I would tell her your sorry and that life is full of tests and even though you went to her room in the end you passed a very dificult test because of your love for her and your new son.


----------



## SockPuppet (May 16, 2011)

Ross said:


> the other nite i went out for my Christmas party with work i got drunk and ended up dancing with with a girl she invited me back to hers like a fool i went but when we got to her door i said thanks for a good nite and walked away *i was really proud of my self* as she was stunning i came home alone.


You put yourself into a position that allows you to cheat on your wife. You dont, and your proud of yourself for that. It is very clear to me that you have boundary issues in regards to your conduct with other women. 

You want your wife to come back to you with your son. Stop flirting with other women. It really is that simple!


----------



## Ross (Dec 18, 2011)

shes so stubborn i scared that she wont come back, if i had a gun i would have just shot my self in the foot i know. i dont know why i put my self in them situations. trust me i hate my self i have no car so i cant go anywhere i cant face my friends or family as im afraid they will hate me for causing so much pain to her and them so im alone with my thoughts and pictures of them every where its killing me.


----------



## s.k (Feb 27, 2010)

You say that you was really drunk so how do you know that you never gave her your number.
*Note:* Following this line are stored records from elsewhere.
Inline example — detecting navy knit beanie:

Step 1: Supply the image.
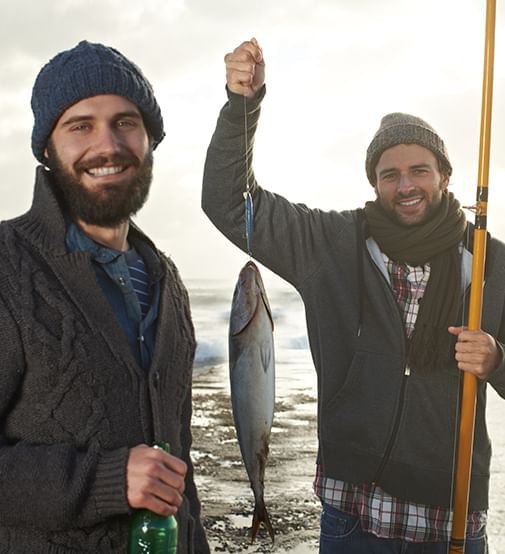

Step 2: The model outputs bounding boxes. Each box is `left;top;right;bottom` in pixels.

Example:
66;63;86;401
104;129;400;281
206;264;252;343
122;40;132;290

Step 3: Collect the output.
32;40;165;163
The woman has got in there first hence calling the next morning. You just had a new baby so chances are shes an emotional wreck atm, if you know where she is tell her your really sorry and shes the only one for you. She forgave you the first time because you wasnt married there was no commitment there but now you are most importantly you have a son she does feel betrayed. You got alot to make up for, give it some time im sure she will come round


----------



## Ross (Dec 18, 2011)

Christmas is around the corner i dont know where's shes gone i haven't tried to ring her only txt. everyone was so proud of our litte boy and looking forward to Christmas with him and i screwed it all up and now im hiding from everyone like a coward.


----------



## s.k (Feb 27, 2010)

Dont hide call everyone who knows you and ask if they have heard from her you need to face the music at some point also call her she needs to hear the hurt in your voice not read it, anyone can send a text.


----------



## I'mInLoveWithMyHubby (Nov 7, 2011)

She doesn't believe you that nothing happened. The only "proof" she has is from the other woman. Why does this woman have your phone number anyway? 

I would of done the same as your wife. Cheating is a dealbreaker for me. My husband does not even look at other women, at least when we are together he doesn't. How is she suppose to take your word for it? If nothing did happen, have her talk to this woman, maybe you can save your marriage.
_Posted via Mobile Device_


----------



## accept (Dec 1, 2011)

I am not sure how are you so sure youve lost her. It may not be as bad as you think. I dont think you should be alone. You say you have family but cant face them. Well you must. 
You must have other problems as well and this must be the straw.


----------